McLendon, Brim, Brooks, Pierce & Daniels, by Hubert B. Humphrey, Jr., and Lambeth <6 McMillan, by Charles F. Lam-beth, Jr., for plaintiff appellee.

Charles H. McGirt, by G. Thompson Miller, and Walser, Brinkley, Walser & McGirt, by G. Thompson Miller, for defendant appellant.

BRITT, Judge.

Defendant advances numerous contentions as to why the order of 16 May 1974 is invalid. One of these is that the court had no jurisdiction on 1 April 1974 to rescind its judgment entered 28 March 1974 denying plaintiff’s motion for relief under Rule 60. We find merit in this contention.

When the court entered its judgment on 28 March 1974 denying plaintiff’s Rule 60 motion for relief, plaintiff, on the same day, gave notice of appeal and appeal entries were entered. The general rule as to jurisdiction of the trial court after notice of appeal has been given and appeal entries filed has been explicitly stated by our Supreme Court. In Wiggins v. Bunch, 280 N.C. 106, 108, 184 S.E. 2d 879, 880 (1971), we find:

For many years it has been recognized that as a general rule an appeal takes the case out of the jurisdiction of the trial Court. In Machine Co. v. Dixon, 260 N.C. 732, 133 S.E. 2d 659, it was stated:
“As a general rule, an appeal takes a case out of the jurisdiction of the trial court. Thereafter, pending the appeal, the judge is functus officio. ‘. . . (A) motion in the cause can only be entertained by the court where the cause is.’ Exceptions to the general rule are: (1) notwith*299standing notice of appeal a cause remains in fieri during the term in which the judgment was rendered, (2) the trial judge, after notice and on proper showing, may adjudge the appeal has been abandoned, (3) the settlement of the case on appeal. . .

Accord: Pelaez v. Garland, 268 N.C. 192, 150 S.E. 2d 201; Hoke v. Greyhound Corp., 227 N.C. 374, 42 S.E. 2d 407; Bank v. Twitty, 13 N.C. 386; Equipment, Inc. v. Lipscomb, 15 N.C. App. 120, 189 S.E. 2d 498 (1972).

The question arises as to whether Judge Wood’s action (there being no formal order or judgment) of 1 April 1974 comes within any of the exceptions to the general rule stated in the authorities above cited. Clearly, exceptions (2) and (3) would not be applicable. As to (1), this court takes judicial notice of the fact that on 1 April 1974 Judge Wood began presiding over a regular two-week session of Superior Court in Davidson County; therefore, his action in purporting to set aside his judgment of 28 March 1974, to which judgment notice of appeal had been filed and appeal entries made, was void since the cause was not in fieri during the session of superior court beginning on 1 April 1974.

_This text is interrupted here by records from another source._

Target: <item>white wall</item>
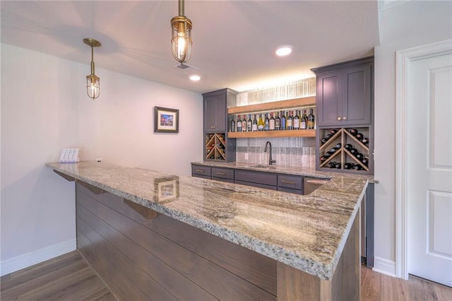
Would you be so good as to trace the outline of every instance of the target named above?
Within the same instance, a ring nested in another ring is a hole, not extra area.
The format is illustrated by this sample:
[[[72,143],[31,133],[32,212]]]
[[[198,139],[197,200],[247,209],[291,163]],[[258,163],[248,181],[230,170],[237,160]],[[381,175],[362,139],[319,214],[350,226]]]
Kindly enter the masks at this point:
[[[412,1],[380,11],[375,48],[376,269],[395,274],[396,52],[452,37],[452,2]]]
[[[202,160],[202,96],[96,68],[101,96],[86,95],[89,66],[1,45],[1,274],[75,247],[74,184],[46,162],[64,147],[82,160],[189,175]],[[154,106],[179,110],[179,133],[154,134]]]

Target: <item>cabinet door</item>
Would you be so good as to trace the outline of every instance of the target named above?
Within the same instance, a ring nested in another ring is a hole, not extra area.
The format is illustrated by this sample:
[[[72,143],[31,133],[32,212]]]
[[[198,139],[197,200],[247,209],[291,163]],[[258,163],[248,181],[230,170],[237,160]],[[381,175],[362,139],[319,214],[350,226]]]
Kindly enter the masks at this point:
[[[326,72],[317,76],[316,105],[317,126],[342,124],[342,71]],[[339,120],[338,120],[339,119]]]
[[[370,124],[371,66],[350,68],[343,72],[343,124]]]
[[[226,93],[204,98],[204,131],[226,131]]]

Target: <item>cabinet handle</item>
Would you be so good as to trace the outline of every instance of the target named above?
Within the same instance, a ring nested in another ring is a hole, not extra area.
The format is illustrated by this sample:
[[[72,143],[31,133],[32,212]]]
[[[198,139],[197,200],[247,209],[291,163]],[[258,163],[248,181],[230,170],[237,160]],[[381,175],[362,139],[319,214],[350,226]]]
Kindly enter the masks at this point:
[[[290,182],[290,181],[281,181],[281,182],[284,184],[290,184],[291,185],[295,185],[295,184],[297,184],[295,182]]]

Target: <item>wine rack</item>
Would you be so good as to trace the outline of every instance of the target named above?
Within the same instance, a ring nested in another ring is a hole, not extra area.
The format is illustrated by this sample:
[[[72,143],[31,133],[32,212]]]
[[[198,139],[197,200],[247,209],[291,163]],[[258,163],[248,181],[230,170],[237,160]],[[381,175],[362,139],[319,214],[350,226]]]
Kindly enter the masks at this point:
[[[319,130],[318,167],[331,171],[371,174],[373,160],[370,127]]]
[[[205,153],[205,159],[226,160],[225,133],[206,133]]]

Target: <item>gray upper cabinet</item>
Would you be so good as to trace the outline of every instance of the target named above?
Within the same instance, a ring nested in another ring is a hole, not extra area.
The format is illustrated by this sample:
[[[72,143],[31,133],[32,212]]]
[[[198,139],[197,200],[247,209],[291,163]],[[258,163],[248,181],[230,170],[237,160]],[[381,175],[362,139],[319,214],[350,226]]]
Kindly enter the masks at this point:
[[[236,95],[227,88],[203,94],[204,132],[227,131],[227,107],[237,105]]]
[[[316,124],[371,123],[374,57],[311,69],[316,75]]]

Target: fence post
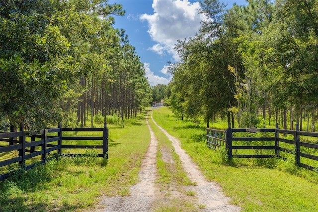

The plaintiff’s motion to abandon and withdraw her appeal on 9 May 1974 was from the notice of appeal given in the judgment filed 21 March 1974 and amended 28 March 1974, not from the denial of plaintiff’s motion under Rule 60(b) made on the same date. The order signed by Judge Wood on 15 May 1974, allowing plaintiff to abandon and withdraw an appeal, did not encompass the denial of plaintiff’s Rule 60 motion which Judge Wood on 1 April 1974 attempted to set aside but had no jurisdiction to do so. Therefore, the record does not disclose any abandonment of plaintiff’s appeal from the judgment and order of 28 March 1974 denying relief under Rule 60 (b).

That being true, it follows that the superior court did not have jurisdiction to enter the order dated 16 May 1974 with respect to plaintiff’s Rule 60 motion since that appeal had not been abandoned.

For the reasons stated, the order dated 16 May 1974 is

Vacated.

Judge Hedrick concurs.

*300Judge Baley dissents.

Judge Baley

dissenting.

I construe the proceedings appearing in the record as filed 1 April 1974 to constitute an adjudication by the court that the appeal of the plaintiff from denial of the Rule 60 motion had been abandoned. It follows that the Superior Court had jurisdiction to order a new hearing. After such hearing in which all parties participated, the court entered a judgment dated 16 May 1974 from which defendant has appealed.

I am of the opinion that the case should be heard and determined upon its merits. The judgment granting plaintiff’s motion under Rule 60 should be affirmed.